Mageia Bugzilla – Bug 6995
emacs missing update for security issue CVE-2012-0035, plus new security issue CVE-2012-3479
Last modified: 2012-09-09 13:30:19 CEST
Fedora has issued an advisory on January 14:
It was fixed upstream in 23.4, so Cauldron should not be vulnerable.
Mageia 1 should be vulnerable, but re-diffing the patch for 23.2 is non-trivial.

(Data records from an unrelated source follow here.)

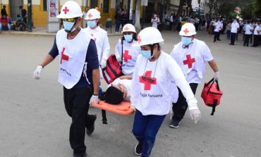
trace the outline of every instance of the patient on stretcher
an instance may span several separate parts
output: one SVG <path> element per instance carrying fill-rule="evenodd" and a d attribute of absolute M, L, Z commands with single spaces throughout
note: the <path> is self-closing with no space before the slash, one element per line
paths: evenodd
<path fill-rule="evenodd" d="M 124 76 L 123 76 L 124 77 Z M 119 104 L 121 101 L 130 101 L 131 78 L 121 77 L 109 84 L 103 92 L 101 100 L 110 104 Z"/>

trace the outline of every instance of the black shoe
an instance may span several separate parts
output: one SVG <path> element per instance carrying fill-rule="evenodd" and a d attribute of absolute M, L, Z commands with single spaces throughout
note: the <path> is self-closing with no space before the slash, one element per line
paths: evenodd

I have checked the patch for emacs 23.3 in to Mageia 2 SVN.
Slackware has issued an advisory on August 15:
Apparently they have a patch for 23.3.
RedHat has links to patches from upstream for 23.4 and 24.1:
Patched packages uploaded for Mageia 1, Mageia 2, and Cauldron.
Updated emacs packages fix security vulnerabilities:
Untrusted search path vulnerability in EDE in CEDET before 1.0.1, as used
in GNU Emacs before 23.4 and other products, allows local users to gain
privileges via a crafted Lisp expression in a Project.ede file in the
directory, or a parent directory, of an opened file (CVE-2012-0035).
lisp/files.el in Emacs 23.2, 23.3, 23.4, and 24.1 automatically executes
eval forms in local-variable sections when the enable-local-variables
option is set to :safe, which allows user-assisted remote attackers to
execute arbitrary Emacs Lisp code via a crafted file (CVE-2012-3479).
Updated packages in core/updates_testing:
Works ok on Mageia 2 x86_64 playing with some C stuff..
No problems with Mageia 2 i568/x86.
Could sysadmin please push from core/updates_testing to core/updates.
See comment 2 for srpm and advisory.